The case and teaching note were published in Big Data, and available free of charge here. I have pasted the abstract of that publication below.
I addition, we are making the following files available to facilitate the teaching of the case.
- Three Jupyter notebooks covering the analysis discussed in the case
- The publication above contains both questions and solutions. Some instructors have asked us for a student handout containing only questions. Here it is, in pdf format and raw tex format for editing.
- The data used in the case can be downloaded directly from LendingClub here.

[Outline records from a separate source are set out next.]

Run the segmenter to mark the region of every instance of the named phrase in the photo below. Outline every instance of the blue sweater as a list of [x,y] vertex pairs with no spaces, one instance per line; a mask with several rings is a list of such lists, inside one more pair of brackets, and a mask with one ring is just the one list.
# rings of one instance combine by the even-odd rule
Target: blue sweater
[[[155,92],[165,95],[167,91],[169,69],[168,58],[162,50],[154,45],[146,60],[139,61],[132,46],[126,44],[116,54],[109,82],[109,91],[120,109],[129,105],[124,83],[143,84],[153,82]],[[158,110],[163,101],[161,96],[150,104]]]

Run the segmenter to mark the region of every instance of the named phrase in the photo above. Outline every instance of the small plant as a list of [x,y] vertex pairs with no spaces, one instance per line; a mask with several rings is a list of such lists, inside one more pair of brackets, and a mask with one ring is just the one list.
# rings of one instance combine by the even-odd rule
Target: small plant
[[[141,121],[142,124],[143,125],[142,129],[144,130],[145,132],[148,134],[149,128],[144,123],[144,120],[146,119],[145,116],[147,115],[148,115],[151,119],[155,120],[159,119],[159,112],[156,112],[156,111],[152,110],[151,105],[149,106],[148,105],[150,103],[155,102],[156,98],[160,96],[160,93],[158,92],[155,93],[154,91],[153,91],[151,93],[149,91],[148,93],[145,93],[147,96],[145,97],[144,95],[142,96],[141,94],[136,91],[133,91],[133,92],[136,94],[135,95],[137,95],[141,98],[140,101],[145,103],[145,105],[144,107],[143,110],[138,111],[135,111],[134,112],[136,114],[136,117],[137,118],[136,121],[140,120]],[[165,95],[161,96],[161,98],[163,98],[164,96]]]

Here is the abstract of the original publication above:
We develop a number of data-driven investment strategies that demonstrate how machine learning and data analytics can be used to guide investments in peer-to-peer loans. We detail the process starting with the acquisition of (real) data from a peer-to-peer lending platform all the way to the development and evaluation of investment strategies based on a variety of approaches. We focus heavily on how to apply and evaluate the data science methods, and resulting strategies, in a real-world business setting. The material presented in this article can be used by instructors who teach data science courses, at the undergraduate or graduate levels. Importantly, we go beyond just evaluating predictive performance of models, to assess how well the strategies would actually perform, using real, publicly available data. Our treatment is comprehensive and ranges from qualitative to technical, but is also modular—which gives instructors the flexibility to focus on specific parts of the case, depending on the topics they want to cover. The learning concepts include the following: data cleaning and ingestion, classification/probability estimation modeling, regression modeling, analytical engineering, calibration curves, data leakage, evaluation of model performance, basic portfolio optimization, evaluation of investment strategies, and using Python for data science.